This intrigued me so I did a little investigation. Social programs, while pretty much always existing in a very limited form the the US really began to grow as a national policy in the 1930's with FDR and then took off in the 1960's with LBJ.
Originally Posted by The Wyrd of Gawd
I pulled up a graph of the historical division of wealth in the United States and when FDR took office and introduced Social Security the wealth of the "99%" of Americans declined from about 68% to about 64% until basically the start of WW II. Starting with WW II which drove an artifical economy based upon war time spending (i.e. the standard of living actually went down because of rationing) the wealth of the 99% started going back up (because they couldn't spend their money on anything) until it reached about 72% in 1950. Then it declines again back down to about 68% in 1965 where the Vietnam War seemed to boost the economy once again until we reached 80% in 1975, or the end of the Vietnam War.
From there we've basically been on a down hill run with minor bumps along the way.

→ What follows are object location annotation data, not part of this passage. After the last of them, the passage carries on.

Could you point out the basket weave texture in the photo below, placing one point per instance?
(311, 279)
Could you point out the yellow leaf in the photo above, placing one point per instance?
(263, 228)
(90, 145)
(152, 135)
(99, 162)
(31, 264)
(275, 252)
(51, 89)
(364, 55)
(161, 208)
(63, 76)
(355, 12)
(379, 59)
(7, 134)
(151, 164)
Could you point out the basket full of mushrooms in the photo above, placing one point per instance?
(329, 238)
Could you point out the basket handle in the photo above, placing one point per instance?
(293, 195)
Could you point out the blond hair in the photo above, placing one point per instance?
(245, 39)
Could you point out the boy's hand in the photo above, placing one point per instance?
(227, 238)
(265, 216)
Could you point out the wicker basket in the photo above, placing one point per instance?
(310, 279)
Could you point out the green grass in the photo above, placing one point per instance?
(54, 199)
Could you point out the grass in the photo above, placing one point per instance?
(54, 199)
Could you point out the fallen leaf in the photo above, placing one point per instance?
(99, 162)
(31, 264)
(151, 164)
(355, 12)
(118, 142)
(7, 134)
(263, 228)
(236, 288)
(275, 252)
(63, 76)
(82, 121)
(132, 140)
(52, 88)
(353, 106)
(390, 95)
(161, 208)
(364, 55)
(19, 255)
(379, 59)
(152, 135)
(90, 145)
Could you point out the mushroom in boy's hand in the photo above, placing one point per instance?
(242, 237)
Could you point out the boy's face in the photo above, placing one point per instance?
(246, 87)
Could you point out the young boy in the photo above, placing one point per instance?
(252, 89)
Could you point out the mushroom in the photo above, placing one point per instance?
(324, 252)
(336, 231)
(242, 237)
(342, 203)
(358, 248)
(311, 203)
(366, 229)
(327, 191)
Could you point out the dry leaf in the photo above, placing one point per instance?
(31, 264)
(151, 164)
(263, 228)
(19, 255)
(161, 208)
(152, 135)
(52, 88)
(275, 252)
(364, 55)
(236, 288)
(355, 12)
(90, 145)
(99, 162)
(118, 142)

Today were at about 65% of the total wealth belonging to the botton "99%" of the population which is roughly equivalent to where we were at during the depression under FDR but we're still on a downward trend as of about 2008 which is the last year shown on the chart.
With the anticpated inflation that't soon to strike because of the record amounts of borrowing by federal government and the net decline in average wages since 2008 things aren't looking very well.